Five ways to beat fatigue and have more energy

Winter is coming. As December begins, so does the holiday whirl. Office parties. Family get-togethers. Late nights spent trying to put together toys that have instructions written in a foreign language.

It can be easy to get overwhelmed, and feeling tired will make it more difficult to get through the month. So here are five ways to beat some of that fatigue, giving you more energy to face whatever is on your calendar.

 

  • Eat healthier food more often.

 

Most people understand the essentials of healthy eating: Eat several servings of fruit and vegetables every day, plus servings of grains, dairy, and a variety of proteins. Reduce fats, sugars and sodium.

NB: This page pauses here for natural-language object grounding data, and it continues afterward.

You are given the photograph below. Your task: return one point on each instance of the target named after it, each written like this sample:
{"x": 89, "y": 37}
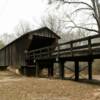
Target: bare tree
{"x": 93, "y": 8}
{"x": 22, "y": 28}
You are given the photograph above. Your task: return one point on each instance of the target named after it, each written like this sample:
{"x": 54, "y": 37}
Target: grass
{"x": 14, "y": 87}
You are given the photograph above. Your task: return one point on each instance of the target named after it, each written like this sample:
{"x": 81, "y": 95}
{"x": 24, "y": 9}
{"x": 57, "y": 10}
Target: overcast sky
{"x": 12, "y": 11}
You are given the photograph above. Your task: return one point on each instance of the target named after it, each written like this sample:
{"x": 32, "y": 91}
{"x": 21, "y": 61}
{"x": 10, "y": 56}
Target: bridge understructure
{"x": 81, "y": 50}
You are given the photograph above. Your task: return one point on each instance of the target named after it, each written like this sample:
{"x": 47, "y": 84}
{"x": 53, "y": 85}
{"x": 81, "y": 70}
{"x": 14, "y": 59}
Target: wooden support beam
{"x": 61, "y": 70}
{"x": 51, "y": 69}
{"x": 90, "y": 70}
{"x": 49, "y": 72}
{"x": 76, "y": 70}
{"x": 37, "y": 69}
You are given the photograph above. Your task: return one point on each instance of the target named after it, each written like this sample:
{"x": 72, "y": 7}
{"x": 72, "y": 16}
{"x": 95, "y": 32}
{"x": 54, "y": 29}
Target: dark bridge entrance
{"x": 84, "y": 49}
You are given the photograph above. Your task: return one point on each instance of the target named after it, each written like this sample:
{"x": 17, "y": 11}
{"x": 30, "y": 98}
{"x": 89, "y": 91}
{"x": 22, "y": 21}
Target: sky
{"x": 13, "y": 11}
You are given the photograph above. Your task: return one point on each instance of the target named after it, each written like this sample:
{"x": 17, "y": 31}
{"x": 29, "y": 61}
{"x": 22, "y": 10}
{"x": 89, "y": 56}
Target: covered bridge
{"x": 13, "y": 54}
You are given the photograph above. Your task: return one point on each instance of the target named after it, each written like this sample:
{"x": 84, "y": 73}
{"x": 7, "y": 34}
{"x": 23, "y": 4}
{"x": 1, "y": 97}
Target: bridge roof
{"x": 37, "y": 32}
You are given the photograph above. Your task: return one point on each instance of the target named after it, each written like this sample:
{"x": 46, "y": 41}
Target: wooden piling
{"x": 76, "y": 70}
{"x": 61, "y": 70}
{"x": 90, "y": 70}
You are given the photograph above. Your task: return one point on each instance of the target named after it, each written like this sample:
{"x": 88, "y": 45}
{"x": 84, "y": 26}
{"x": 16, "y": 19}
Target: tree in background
{"x": 21, "y": 28}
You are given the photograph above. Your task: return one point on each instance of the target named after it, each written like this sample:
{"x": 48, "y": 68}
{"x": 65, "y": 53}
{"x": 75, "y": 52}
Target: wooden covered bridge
{"x": 40, "y": 49}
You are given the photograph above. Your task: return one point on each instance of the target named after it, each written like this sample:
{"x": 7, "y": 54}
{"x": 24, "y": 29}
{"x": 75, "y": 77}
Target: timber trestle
{"x": 81, "y": 50}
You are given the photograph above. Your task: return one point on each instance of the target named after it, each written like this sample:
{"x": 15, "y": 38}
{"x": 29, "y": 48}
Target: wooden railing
{"x": 85, "y": 46}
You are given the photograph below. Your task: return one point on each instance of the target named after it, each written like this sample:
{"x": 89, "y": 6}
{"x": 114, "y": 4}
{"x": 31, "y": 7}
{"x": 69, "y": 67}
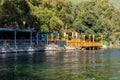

But another way to evaluate how you eat is to look at how often you eat. The National Health Service in the United Kingdom notes that “a good way to keep up your energy through the day is to eat regular meals and healthy snacks every three to four hours.” This helps to keep your blood sugar levels more consistent, rather than spiking after large meals.

Just remember that if you’re eating more frequently, your meals should be smaller. Your daily intake should still remain around 2,000 calories, regardless of how it is eaten throughout the day.

 

  • Drink up.

 

Hydration is a key component of your diet. While you may not reach 64 ounces of water a day (and most doctors agree that eight 8-ounce glasses of water is a bit much for most people), drinking fluids throughout the day is essential. Not only can dehydration cause fatigue, it has also been shown to impair activity, alertness and concentration.

Don't drink your calories!If you’re drinking more than water (and most of us are), try to remember this mantra: Don’t drink your calories! Drinks can add up to a lot of additional calories throughout the day, particularly if you are drinking sodas or specialty drinks from the corner coffee shop. Aside from the additional calories, drinking sugary drinks may initially give you a spike in energy, but it is often followed by a crash, where you may have less energy than before.

When fatigue is a concern, the NHS recommends cutting two kinds of drinks: those that contain alcohol and caffeine. Even though a glass of wine or a pint of beer may help you relax in the evening, you won’t sleep as well after drinking alcohol, which means you’ll be more tired during the next day. And, like sugar, caffeine can cause spikes in your energy, leading to crashes afterward, making you feel even more tired.

 

  • Get moving.

 

It may seem counterintuitive, but if you’re feeling lethargic, taking a walk or doing some exercise is a great way to have more energy. WebMD points out that “Even a single 15-minute walk can give you an energy boost, and the benefits increase with more frequent physical activity.”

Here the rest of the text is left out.